Basic Raster Operations in R
Introduction
While much of urban data systems moved to vector object based data structures, raster datasets are ubiquitous and ever present. Raster datasets are simply an array of pixels/cells organized into rows and columns (or a grid) where each cell contains a value representing information, such as temperature, soil type, land use, water level. Rasters are aerial photographs, imagery from satellites, google street view images. Few things to note.

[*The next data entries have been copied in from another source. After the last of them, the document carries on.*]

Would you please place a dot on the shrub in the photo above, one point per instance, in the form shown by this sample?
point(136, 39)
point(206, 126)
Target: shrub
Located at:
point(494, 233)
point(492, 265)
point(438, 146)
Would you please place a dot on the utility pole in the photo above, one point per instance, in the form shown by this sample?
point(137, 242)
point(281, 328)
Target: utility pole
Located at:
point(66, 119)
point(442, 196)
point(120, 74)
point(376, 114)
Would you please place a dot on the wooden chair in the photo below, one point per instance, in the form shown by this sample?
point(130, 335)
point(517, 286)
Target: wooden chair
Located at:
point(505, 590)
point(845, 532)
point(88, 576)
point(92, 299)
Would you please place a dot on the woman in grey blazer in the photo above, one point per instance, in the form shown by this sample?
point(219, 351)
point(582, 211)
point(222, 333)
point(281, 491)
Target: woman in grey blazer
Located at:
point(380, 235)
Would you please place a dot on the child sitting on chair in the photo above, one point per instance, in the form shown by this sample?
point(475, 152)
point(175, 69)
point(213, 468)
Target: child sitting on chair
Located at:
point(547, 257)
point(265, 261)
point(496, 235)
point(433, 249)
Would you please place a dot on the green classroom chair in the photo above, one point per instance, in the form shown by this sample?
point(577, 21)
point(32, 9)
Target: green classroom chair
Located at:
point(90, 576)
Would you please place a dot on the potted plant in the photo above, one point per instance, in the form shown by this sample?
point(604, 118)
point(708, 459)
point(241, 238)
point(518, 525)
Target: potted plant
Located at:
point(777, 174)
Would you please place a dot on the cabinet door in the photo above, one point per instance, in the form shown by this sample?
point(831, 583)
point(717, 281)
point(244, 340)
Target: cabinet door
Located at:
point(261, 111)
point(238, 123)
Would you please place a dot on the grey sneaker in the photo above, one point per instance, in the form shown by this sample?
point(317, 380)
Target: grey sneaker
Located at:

- Raster datasets are always rectangular (rows x col) similar to matrices. Irregular boundaries are created by using NAs.
- Rasters have to contain values of the same type (int, float, boolean) throughout the raster, just like matrices and unlike data.frames
- The size of the raster depends on the resolution and the extent of the raster. As such many rasters are large and often cannot be held in memory completely.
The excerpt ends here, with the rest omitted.